Suzanne Smrekar is the deputy principal investigator of the InSight mission. This JPL planetary geophysicist says, “Thus, this area still has activity at depth, perhaps including hot magma. This, in turn, shows that Mars has regional variability in activity, with some areas still quite active.”
For measuring the marsquakes, the researchers built a magnitude scale that works similarly to the scale measuring earthquakes. The highest seismic activity on Mars is equal to nearly a magnitude 4 earthquakes. It means that when a quake with this magnitude happens, it spreads up to dozen of miles and do not cause much damage.
The team has already described several marsquakes with the magnitude ranging from 3 to 4 in their study report and later published them on Nature Communications and Nature Geoscience journal.
The geological dynamics between the Earth and Mars differ from each other. While the Earth has a wide range of plates moving inexorably, they move over a rocky inner layer above Earth’s core. There are no such tectonic plates on Mars.

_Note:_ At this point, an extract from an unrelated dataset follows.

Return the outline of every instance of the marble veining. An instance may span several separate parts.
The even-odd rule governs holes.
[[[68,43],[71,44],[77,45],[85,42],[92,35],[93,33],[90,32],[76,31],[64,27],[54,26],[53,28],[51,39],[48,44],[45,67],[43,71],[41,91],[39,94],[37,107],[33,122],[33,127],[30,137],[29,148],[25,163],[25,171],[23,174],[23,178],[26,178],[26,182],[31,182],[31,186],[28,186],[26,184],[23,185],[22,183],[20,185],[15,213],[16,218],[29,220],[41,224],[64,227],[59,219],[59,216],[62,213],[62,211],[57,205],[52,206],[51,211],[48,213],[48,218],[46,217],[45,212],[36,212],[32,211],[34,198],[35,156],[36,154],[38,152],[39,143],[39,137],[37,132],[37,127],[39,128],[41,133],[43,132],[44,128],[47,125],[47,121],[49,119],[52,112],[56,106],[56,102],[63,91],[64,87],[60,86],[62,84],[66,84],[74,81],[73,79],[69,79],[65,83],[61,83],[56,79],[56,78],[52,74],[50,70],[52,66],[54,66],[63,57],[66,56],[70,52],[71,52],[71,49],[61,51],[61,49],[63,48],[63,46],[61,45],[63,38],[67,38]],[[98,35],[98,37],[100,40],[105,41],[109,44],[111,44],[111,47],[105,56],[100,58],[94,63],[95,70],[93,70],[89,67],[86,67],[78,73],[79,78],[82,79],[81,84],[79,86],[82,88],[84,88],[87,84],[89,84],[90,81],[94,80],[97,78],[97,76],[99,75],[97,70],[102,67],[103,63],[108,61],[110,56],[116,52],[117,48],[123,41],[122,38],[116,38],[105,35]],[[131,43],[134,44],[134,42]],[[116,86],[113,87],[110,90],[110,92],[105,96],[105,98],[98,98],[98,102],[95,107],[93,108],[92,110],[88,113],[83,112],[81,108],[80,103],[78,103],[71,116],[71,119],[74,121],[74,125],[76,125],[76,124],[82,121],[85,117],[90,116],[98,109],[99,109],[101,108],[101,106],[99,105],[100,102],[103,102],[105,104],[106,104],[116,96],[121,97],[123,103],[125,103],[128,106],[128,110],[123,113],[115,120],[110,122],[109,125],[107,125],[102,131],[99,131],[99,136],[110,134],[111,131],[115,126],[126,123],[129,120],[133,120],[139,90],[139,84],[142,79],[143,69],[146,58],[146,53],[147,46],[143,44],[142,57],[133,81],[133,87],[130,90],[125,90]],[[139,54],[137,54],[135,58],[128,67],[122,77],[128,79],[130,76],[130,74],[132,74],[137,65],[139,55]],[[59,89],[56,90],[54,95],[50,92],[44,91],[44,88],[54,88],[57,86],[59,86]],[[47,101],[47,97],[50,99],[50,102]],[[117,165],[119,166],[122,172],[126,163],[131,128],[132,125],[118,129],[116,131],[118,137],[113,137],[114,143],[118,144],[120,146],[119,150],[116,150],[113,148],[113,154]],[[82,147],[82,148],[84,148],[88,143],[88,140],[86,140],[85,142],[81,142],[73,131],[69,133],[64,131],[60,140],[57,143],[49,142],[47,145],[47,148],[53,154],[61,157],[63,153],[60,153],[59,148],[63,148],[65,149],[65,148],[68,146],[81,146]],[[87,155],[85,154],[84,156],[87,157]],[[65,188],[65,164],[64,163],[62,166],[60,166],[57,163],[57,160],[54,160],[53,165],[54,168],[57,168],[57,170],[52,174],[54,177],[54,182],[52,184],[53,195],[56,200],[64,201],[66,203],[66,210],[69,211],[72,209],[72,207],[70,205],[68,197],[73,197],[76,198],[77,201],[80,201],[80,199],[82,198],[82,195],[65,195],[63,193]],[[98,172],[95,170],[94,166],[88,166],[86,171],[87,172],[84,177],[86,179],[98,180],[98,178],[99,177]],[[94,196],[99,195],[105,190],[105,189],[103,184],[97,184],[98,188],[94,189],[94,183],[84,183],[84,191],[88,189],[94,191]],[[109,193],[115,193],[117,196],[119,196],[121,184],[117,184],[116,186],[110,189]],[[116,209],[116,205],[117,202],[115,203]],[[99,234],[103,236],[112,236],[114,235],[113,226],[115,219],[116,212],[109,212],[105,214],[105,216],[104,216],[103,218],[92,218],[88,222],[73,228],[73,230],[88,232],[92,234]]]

The full elaboration of InSight is Interior Exploration using Seismic Investigations, Geodesy, and Heat Transport. Elysium Planitia is the location where InSight stands. The area is just north of the Martian equator.
Another dissimilarity between Mars and the Earth is that Mars does not have a global magnetic field. Instead, it has a local magnetic field. InSight’s instruments find that the magnetic field is ten times stronger than it was believed earlier. Currently, InSight is working on finding out more details about Mars’s sophisticated atmosphere.